Under state law, no more than 35 specialty license plates can be active at any time. Sixteen organizations are on a waiting list to qualify for specialty plates. If plates fail to sell, then they are discounted.
A “Support Health Care” for University Medical Center was discontinued at the beginning of the year because only 656 were purchased. A plate celebrating union carpenters was dropped after 2009 when only 99 people purchased it.
The rural airports plate comes after the issuance in July of a special plate commemorating Nevada’s 150th anniversary of statehood on Oct. 31, 2014.
As of the end of August, 1,614 of these plates had been purchased. And just a few weeks ago, plates to honor the Air Force Thunderbirds and Breast Cancer Awareness were issued.
The most popular special plate by far celebrates the 100th anniversary of the founding of Las Vegas in 2005. At the end of August, 82,444 had been issued. The second-place plate, celebrating Lake Tahoe, has sold 17,270 copies. In all, 188,460 specialty plates have been purchased by Nevadans.

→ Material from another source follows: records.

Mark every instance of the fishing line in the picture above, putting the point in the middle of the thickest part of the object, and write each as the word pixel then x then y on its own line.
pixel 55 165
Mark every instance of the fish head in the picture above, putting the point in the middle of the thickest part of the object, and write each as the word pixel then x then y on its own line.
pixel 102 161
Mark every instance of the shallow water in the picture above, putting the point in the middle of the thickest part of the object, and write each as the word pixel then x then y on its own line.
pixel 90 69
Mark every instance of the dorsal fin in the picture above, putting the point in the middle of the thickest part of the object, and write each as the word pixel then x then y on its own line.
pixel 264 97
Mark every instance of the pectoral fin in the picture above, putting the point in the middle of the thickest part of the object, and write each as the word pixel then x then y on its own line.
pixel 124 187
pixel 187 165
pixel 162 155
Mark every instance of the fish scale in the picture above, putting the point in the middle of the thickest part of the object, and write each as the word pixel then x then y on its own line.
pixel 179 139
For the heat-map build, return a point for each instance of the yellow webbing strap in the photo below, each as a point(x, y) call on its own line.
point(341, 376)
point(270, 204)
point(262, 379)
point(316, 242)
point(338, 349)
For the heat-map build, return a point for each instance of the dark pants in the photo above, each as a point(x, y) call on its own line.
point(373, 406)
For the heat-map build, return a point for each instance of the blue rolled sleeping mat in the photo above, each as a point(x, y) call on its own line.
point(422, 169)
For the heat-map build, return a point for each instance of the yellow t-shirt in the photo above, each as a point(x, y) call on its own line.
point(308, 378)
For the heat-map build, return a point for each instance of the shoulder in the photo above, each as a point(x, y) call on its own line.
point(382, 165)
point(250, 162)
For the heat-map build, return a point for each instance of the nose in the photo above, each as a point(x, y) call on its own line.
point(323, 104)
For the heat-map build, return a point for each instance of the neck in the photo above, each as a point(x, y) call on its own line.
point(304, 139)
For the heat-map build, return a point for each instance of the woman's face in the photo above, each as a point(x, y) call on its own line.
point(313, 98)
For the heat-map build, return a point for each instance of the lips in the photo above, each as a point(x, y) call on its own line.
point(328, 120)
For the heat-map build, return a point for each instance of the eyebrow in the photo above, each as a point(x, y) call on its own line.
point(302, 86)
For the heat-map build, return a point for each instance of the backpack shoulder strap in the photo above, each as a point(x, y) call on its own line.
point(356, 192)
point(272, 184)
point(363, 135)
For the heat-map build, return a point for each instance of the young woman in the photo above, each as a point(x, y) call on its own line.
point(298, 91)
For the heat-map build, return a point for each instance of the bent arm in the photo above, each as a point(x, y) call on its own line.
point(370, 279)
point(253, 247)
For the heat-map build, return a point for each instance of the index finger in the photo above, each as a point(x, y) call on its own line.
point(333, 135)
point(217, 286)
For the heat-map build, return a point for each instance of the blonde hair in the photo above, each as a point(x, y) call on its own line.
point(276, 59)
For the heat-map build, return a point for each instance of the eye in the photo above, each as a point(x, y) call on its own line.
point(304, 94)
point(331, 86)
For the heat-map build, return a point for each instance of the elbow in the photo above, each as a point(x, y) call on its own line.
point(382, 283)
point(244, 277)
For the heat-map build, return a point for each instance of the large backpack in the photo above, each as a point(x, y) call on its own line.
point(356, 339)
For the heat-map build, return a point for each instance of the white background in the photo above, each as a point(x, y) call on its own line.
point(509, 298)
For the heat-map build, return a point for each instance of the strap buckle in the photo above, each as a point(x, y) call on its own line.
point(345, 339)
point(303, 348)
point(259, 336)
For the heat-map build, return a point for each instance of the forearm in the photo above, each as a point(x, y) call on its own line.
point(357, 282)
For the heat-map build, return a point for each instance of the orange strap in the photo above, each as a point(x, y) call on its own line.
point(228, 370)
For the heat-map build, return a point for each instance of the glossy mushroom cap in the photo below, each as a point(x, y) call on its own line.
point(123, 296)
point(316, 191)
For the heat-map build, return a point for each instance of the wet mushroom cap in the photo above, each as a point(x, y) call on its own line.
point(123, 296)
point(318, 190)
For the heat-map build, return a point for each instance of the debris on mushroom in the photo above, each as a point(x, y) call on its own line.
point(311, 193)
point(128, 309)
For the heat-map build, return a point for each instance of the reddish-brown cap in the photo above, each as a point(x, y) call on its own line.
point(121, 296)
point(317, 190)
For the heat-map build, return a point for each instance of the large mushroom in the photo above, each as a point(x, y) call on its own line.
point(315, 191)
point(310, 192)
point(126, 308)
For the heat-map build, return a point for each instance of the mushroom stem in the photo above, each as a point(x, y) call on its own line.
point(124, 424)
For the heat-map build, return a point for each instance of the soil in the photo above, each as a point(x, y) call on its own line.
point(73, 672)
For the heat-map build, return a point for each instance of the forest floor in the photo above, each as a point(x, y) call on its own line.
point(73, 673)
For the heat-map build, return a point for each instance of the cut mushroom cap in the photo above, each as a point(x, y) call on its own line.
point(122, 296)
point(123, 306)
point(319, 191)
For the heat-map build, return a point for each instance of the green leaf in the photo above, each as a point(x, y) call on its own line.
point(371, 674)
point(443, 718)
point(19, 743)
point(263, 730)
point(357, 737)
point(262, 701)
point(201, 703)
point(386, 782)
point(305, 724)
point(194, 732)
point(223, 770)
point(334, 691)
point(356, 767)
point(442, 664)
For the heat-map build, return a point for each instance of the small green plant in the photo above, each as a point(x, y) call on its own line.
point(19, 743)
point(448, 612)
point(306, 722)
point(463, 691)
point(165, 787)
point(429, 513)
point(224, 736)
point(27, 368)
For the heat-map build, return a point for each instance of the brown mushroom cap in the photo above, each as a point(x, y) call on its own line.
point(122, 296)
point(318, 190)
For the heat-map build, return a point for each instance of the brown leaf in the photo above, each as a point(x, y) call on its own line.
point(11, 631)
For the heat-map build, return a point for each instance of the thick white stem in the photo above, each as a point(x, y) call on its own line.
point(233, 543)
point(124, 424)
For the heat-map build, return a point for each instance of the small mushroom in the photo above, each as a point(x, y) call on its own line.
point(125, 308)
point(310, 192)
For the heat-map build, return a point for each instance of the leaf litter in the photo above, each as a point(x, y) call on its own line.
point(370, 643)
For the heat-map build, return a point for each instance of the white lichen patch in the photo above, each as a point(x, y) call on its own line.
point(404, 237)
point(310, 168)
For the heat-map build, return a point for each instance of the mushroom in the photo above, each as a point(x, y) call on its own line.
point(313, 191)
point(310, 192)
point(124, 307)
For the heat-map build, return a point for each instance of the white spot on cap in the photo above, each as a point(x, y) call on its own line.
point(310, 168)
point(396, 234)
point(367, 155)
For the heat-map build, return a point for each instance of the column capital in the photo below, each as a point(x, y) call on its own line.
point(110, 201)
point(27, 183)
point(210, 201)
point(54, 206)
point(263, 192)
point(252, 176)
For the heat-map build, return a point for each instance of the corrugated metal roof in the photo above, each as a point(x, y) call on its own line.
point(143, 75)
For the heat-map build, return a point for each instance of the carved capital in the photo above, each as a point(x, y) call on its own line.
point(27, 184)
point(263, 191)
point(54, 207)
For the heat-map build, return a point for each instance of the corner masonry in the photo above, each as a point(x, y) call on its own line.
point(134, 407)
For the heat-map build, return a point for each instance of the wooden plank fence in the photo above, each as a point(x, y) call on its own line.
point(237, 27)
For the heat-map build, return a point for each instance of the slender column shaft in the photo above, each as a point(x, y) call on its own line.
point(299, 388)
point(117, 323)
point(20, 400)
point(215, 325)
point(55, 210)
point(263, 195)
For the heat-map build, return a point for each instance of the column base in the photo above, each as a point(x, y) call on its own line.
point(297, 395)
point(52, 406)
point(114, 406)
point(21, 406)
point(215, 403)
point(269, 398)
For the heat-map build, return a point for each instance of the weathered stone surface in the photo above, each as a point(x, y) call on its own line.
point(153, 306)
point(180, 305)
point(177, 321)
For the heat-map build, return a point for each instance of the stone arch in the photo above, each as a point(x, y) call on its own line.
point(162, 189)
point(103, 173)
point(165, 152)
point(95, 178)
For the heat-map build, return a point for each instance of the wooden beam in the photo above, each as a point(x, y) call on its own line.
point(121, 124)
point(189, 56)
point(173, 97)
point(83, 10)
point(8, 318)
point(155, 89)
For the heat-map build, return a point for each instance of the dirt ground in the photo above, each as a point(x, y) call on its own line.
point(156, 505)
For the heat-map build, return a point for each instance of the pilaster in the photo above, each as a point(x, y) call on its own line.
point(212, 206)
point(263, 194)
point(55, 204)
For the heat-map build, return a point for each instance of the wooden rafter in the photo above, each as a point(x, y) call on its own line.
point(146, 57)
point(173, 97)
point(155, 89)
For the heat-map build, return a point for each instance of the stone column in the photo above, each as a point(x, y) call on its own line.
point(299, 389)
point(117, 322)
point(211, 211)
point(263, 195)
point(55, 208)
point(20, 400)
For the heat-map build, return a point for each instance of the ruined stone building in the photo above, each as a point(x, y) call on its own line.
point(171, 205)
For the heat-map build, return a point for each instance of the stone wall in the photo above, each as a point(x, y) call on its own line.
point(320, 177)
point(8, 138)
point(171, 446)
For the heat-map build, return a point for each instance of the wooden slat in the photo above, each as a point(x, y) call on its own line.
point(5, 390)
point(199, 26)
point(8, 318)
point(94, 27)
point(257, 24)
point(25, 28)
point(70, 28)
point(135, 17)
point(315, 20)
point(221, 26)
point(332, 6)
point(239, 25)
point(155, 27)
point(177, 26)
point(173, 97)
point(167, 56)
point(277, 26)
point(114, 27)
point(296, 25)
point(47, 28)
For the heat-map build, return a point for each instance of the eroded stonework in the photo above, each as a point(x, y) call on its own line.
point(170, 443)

Nonprofit groups seek the special plates to raise funds for their causes.
The specialty plates cost an extra $61 for purchase and $30 for annual renewals. The Nevada Airports Association will receive $25 from each initial issuance and $20 from each renewal.
Bobbi Thompson, president of the airports association and manager of Minden-Tahoe Airport, thanked the DMV staff for their assistance and said rural airports will use the funds to complete projects that otherwise would go unfinished.
“Specialty license plates provide a way for the general population to support these groups and show their support by having the organization’s plate on their vehicle,” DMV Director Troy Dillard said.